Berlin, den 3. Nov. 2011 Nicht nur Prominente haben dokumentierenswerte Lebensgeschichten, auch sogenannte Normalbürger sind Zeitzeugen, Vorreiter oder Vorbilder. Für diese Tatsache will der bundesweite Biografie-Wettbewerb „Was für ein Leben!“ Aufmerksamkeit schaffen – und wird deshalb unterstützt vom Deutschen Historischen Museum (DHM) in Berlin, von ad.eo filmbiografien, vom MDR und vom Generali Zukunftsfonds. Gesucht werden vor allem engagierte und starke Persönlichkeiten mit bemerkenswerten Biografien: sie können beim Wettbewerb die dokumentarische Verfilmung ihrer Biografie gewinnen!

Teilnehmer aus ganz Deutschland können sich ab sofort bewerben

Jeder in Deutschland Wohnende kann sich bewerben oder andere vorschlagen. Die Bewerber müssen vor allem das Teilnahmeformular mit einer aussagekräftigen maximal fünfseitigen Zusammenfassung der Lebensgeschichte einreichen. Die Teilnahme ist in drei Kategorien möglich: „Engagement“, „Zeitzeuge“ und „Persönlichkeit“. Einsendeschluss ist der 29. Februar 2012. Eine Jury aus Historikern und Biografie-Experten wählt dann die Lebensgeschichten aus, die dokumentarisch verfilmt werden.
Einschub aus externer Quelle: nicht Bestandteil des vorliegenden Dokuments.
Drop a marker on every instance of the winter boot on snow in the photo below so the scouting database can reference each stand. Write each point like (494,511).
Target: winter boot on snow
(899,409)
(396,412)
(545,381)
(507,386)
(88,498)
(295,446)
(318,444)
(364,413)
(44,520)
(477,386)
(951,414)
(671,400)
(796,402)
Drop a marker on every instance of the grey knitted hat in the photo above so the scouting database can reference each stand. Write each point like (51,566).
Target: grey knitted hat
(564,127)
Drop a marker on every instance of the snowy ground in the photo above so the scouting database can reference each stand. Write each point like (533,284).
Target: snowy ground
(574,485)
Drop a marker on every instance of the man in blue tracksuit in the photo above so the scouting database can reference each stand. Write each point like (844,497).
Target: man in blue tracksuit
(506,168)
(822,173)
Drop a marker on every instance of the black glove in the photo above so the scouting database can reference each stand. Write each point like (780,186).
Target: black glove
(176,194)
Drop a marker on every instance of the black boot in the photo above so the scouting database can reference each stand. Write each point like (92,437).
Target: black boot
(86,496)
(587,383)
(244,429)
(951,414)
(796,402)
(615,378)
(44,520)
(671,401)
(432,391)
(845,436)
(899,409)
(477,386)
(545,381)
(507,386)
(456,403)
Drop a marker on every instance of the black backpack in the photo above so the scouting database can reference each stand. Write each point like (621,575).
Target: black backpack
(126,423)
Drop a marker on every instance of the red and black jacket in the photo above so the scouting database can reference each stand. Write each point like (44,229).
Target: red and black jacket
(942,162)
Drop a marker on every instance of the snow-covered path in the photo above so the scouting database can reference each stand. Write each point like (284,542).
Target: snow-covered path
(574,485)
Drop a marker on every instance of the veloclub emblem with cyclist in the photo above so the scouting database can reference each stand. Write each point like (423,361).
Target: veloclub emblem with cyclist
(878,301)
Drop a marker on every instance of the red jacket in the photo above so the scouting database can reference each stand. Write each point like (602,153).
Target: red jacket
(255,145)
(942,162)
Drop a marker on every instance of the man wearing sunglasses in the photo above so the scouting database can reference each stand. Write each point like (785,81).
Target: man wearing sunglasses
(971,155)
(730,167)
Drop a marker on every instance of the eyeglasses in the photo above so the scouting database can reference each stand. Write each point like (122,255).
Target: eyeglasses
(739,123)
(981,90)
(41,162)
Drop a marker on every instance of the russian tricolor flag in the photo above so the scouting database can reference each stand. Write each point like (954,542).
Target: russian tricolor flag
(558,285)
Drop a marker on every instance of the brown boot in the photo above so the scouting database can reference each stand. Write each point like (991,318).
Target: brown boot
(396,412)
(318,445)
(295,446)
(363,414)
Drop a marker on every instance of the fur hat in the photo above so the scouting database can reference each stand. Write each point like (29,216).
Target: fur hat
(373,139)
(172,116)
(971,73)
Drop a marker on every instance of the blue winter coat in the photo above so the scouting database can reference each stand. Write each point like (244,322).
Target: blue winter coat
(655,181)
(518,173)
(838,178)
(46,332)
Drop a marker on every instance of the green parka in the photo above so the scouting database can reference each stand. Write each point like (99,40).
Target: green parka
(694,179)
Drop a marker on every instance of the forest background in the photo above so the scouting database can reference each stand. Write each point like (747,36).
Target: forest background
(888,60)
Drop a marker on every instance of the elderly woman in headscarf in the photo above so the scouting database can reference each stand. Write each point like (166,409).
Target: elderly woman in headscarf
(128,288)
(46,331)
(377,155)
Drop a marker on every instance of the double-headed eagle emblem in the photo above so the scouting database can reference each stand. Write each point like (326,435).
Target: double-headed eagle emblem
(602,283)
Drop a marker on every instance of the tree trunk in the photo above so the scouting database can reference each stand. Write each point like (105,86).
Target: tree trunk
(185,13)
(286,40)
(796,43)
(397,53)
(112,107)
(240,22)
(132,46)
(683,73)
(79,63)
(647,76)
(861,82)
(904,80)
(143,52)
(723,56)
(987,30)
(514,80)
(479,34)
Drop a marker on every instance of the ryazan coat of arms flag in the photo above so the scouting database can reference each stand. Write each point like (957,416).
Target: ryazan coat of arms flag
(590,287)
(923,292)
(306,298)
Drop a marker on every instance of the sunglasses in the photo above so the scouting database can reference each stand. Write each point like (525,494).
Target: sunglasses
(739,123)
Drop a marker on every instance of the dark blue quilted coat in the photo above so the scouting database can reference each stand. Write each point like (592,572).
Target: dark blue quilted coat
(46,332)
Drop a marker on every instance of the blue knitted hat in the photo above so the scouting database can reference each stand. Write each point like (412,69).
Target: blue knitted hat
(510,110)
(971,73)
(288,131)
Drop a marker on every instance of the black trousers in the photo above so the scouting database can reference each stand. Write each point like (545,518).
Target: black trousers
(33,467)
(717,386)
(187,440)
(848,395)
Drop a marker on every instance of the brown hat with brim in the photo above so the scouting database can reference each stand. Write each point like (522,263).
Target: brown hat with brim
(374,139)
Sie feiern im Oktober 2012 im Kino des DHM Premiere und werden dann an Zeitzeugenarchive weitergereicht.

Gewinner sind „Stars“ ihrer verfilmten Biografie

2011 gewannen sehr spannungsreiche Lebenswege: Die Biografien von Claus Fritzsche und Margot Kowaljowa prägte eine lebenslange Liebe zu russischen Menschen, die ihnen in der DDR entgegen der offiziellen Propaganda viele Schikanen einbrachte.

Die Gewinnerin Susanne Huber war bis 2003 Hans-Werner Huber: Der Film erzählt nicht nur, wie ein bayerischer Unternehmer entdeckt, dass er im falschen Körper lebt, sondern auch, wie seine Familie und sein Heimatdorf damit umgehen.

Die Lebensgeschichte des Hamburgers Horst Thomssen zeigt dagegen, wie jemand von Kindesbeinen an darin aufgeht, anderen zu helfen. „Wir wollen damit andere, gerade auch Männer, ermutigen, sich für andere einzusetzen“, so Jury-Mitglied Loring Sittler vom Generali Zukunftsfonds.